"To the choirmaster: according to The Gittith. Of Asaph.
Sing aloud to God our strength;
shout for joy to the God of Jacob!
2 Raise a song; sound the tambourine,
the sweet lyre with the harp.
3 Blow the trumpet at the new moon,
at the full moon, on our feast day.
4 For it is a statute for Israel,
a rule of the God of Jacob.
5 He made it a decree in Joseph
when he went out over the land of Egypt.
I hear a language I had not known:
6 “I relieved your shoulder of the burden;
your hands were freed from the basket.
7 In distress you called, and I delivered you;
I answered you in the secret place of thunder;
I tested you at the waters of Meribah. Selah
8 Hear, O my people, while I admonish you!
O Israel, if you would but listen to me!
9 There shall be no strange god among you;
you shall not bow down to a foreign god.
10 I am the Lord your God,
who brought you up out of the land of Egypt.
Open your mouth wide, and I will fill it.

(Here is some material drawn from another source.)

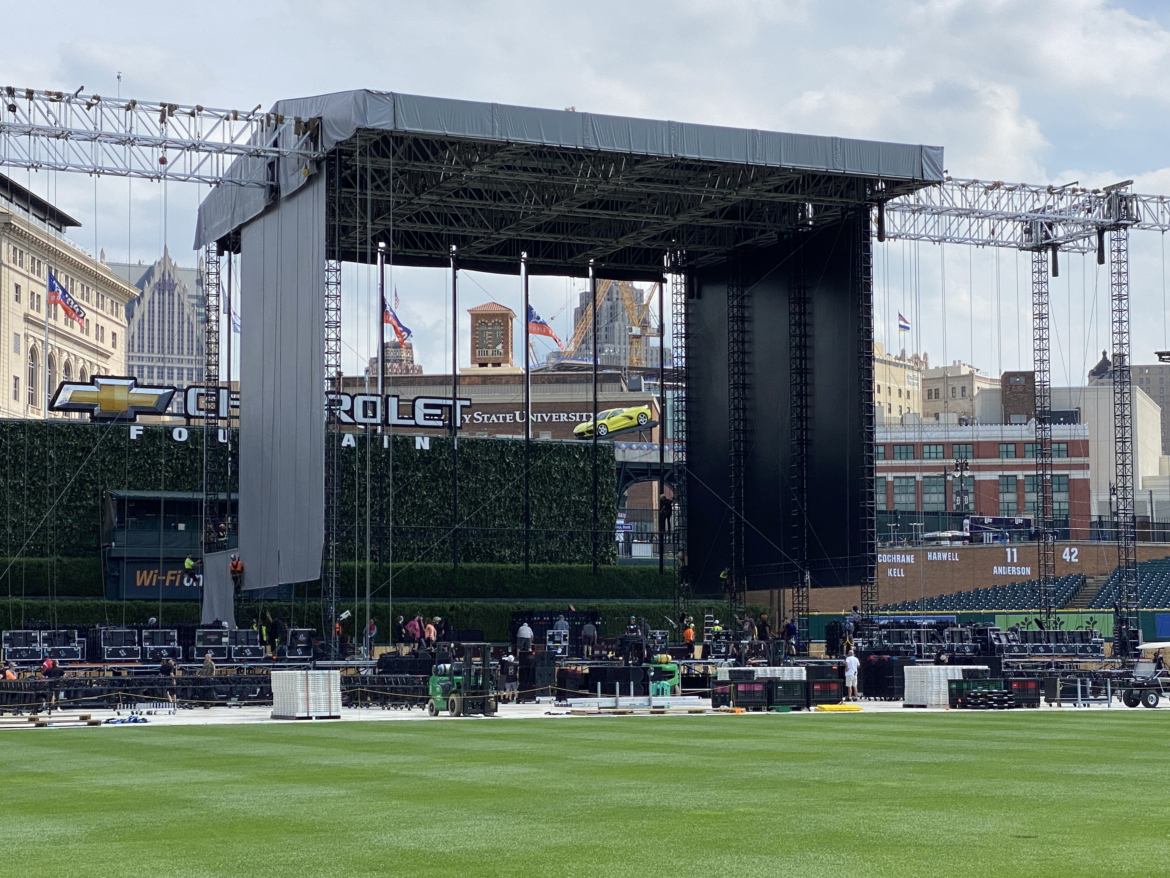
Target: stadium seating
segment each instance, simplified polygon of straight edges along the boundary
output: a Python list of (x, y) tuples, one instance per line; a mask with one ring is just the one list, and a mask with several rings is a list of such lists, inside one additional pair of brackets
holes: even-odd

11 “But my people did not listen to my voice;
Israel would not submit to me.
12 So I gave them over to their stubborn hearts,
to follow their own counsels.
13 Oh, that my people would listen to me,
that Israel would walk in my ways!
14 I would soon subdue their enemies
and turn my hand against their foes.
15 Those who hate the Lord would cringe towards him,
and their fate would last for ever.
16 But he would feed you with the finest of the wheat,
and with honey from the rock I would satisfy you.”
Psalm 81
Following on what was said at the end of yesterday's Note, the words in 10b must surely mean that the response of obedience to God from a redeemed people will always lead to fulness. Giving God undisputed first place in our lives will secure the fulfilment of the boldest wishes, and satisfy the most clamant of desires. Here is a lesson for us! The best defence against the temptation to stray from God is the possession by experience of His rich gifts that meet all desires. Therefore, the wider our mouths open, the more we shall experimentally receive from Him. What a word for hungry hearts, especially when we realise that obedience is the opening of the mouth to God! In 11, 12 we have the Divine lament at the people's failure. It is an expression of sorrow but, we must never forget, and are not allowed to forget, that it is holy sorrow. God is holy: and disobedience has a price. To sin, to continue in sin, means to withdraw oneself from the sphere of the Divine protection and grace - to 'our own counsels' (12). In 13-16, the lessons are applied by God. He exhorts these worshippers, who are commemorating the feast, to give Him the obedience of their hearts, as their forebears failed to do. One is reminded in these verses of the famous words in Isaiah 48:18, 'O that thou hadst hearkened to My commandments! Then had thy peace been as a river...'. Similar benefits are spoken of here in 14-16: victory over enemies, and abundance of provision. The phrases in 16, 'finest of the wheat' and 'honey out of the rock' suggest incomparable abundance. Well might the Psalmist say, in another place, 'No good thing will He withhold from them that walk uprightly'.